The video titled "Using Elasticsearch with Rails Apps" presented by Brian Gugliemetti at Rails Conf 2013 provides a comprehensive overview of integrating Elasticsearch, an open-source search engine, into Ruby on Rails applications. The presentation aims to educate viewers on Elasticsearch's fundamental concepts, practical examples of queries and filters, and tools for managing the system efficiently.

Key Points Discussed:
- What is Elasticsearch:
- An open-source, distributed, RESTful search engine.
- Built on Apache Lucene, facilitating clustering, failover, and discovery with a schemaless JSON document store.
- Real-World Application:
- Gugliemetti shares how Spiceworks uses Elasticsearch to enhance product research tools for IT professionals, emphasizing features like autocomplete and complex filtering.
- Basic Terms and Concepts:
- Explains nodes, shards (primary and replica), indices, document types, and document IDs within Elasticsearch, highlighting their importance in configuring performance.
- Setup and Integration with Rails:
- Guidance on how to install and run Elasticsearch, including basic curl commands to interact with the system.
- Introduction to the Tire gem, which simplifies integrating Elasticsearch with ActiveRecord models in Rails applications.
- Procedures to index existing models and handle data efficiently using active record callbacks.
- Creating Complex Queries:
- Demonstrates how to create autocomplete functionality and filtering with real-time results, leveraging Elasticsearch's querying capabilities.
- Discusses advanced queries—including pagination, facets, filters, and how to offer relevant search results based on user criteria.
- Performance and Scalability:
- Introduces monitoring tools and plugins, like Big Desk and Paramedic, to track cluster health and performance metrics.
- Explains how to manage replicas, scale clusters, and when to create new indices for growing data needs.
- Conclusion:
- Highlights the flexibility and efficiency of Elasticsearch in improving search functionalities in Rails applications while encouraging developers to experiment with its capabilities for optimal performance.

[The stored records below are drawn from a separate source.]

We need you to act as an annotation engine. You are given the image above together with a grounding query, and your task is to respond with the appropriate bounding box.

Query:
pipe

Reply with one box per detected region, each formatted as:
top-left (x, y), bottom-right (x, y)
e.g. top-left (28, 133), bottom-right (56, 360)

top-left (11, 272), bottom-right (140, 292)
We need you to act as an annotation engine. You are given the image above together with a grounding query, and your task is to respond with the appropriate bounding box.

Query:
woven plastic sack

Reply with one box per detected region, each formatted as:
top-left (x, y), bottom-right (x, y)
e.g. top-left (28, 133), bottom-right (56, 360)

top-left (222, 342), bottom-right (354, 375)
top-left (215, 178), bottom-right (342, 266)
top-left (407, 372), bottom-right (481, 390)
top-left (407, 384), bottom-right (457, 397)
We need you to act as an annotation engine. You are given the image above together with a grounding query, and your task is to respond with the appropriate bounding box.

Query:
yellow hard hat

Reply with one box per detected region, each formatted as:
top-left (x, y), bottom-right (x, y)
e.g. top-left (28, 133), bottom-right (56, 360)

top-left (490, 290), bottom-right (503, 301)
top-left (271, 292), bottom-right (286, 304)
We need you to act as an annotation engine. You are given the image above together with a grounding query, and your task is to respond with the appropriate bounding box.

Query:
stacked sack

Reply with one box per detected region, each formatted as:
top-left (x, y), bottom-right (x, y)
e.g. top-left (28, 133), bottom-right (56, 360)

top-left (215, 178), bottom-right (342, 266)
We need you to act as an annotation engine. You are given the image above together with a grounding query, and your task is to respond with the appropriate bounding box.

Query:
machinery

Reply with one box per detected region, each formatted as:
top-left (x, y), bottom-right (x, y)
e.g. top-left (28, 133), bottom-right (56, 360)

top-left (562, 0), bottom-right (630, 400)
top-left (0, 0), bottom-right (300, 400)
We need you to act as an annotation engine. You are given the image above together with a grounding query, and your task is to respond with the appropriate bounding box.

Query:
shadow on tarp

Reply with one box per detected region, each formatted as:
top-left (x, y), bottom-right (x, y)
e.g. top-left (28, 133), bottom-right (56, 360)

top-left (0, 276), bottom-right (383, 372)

Overall, Gugliemetti emphasizes the necessity of adapting efficient search practices to cater to user needs and the benefits of utilizing Elasticsearch in modern web applications.

00:00:16.840 Happy Mayday, everyone! Here in the US, welcome to the presentation on using Elasticsearch with Rails applications. My name is Brian Gugliemetti, and I work for Spiceworks. We're also hiring in Austin, Texas, so come see me.
00:00:23.640 In this talk, I have a few goals I'd like to accomplish. One is to teach you the Elasticsearch terms and concepts, and how you can use Elasticsearch within Rails. I will give you examples of queries and filters, and what you can do with Elasticsearch. Finally, I'll provide you with tools to manage and tune Elasticsearch for your environment.
00:00:41.000 So, what is Elasticsearch? It's an open-source distributed RESTful search engine built on top of Lucene. It provides clustering, failover, and auto-discovery. It's a schema-less document store that deals in JSON on documents. By a show of hands, how many people do some sort of full-text search today? Awesome! And how many are doing that in a database? Oh good, not too many! How many are using Elasticsearch already? Awesome!
00:01:02.280 I'll give a little background on how Spiceworks decided to use Elasticsearch. We have a big focus on helping our users with product research, catering to many IT professionals in small- to medium-sized businesses. We want to give them tools to learn about products, do some research, and figure out what data they need to make a purchase. Along those lines, we wanted to offer auto-complete when searching for products to provide suggestions. If you look at a specific product group, we wanted the ability to filter and narrow down results. For example, if someone is looking for networking equipment, they might care about specific manufacturers, price range, and so forth.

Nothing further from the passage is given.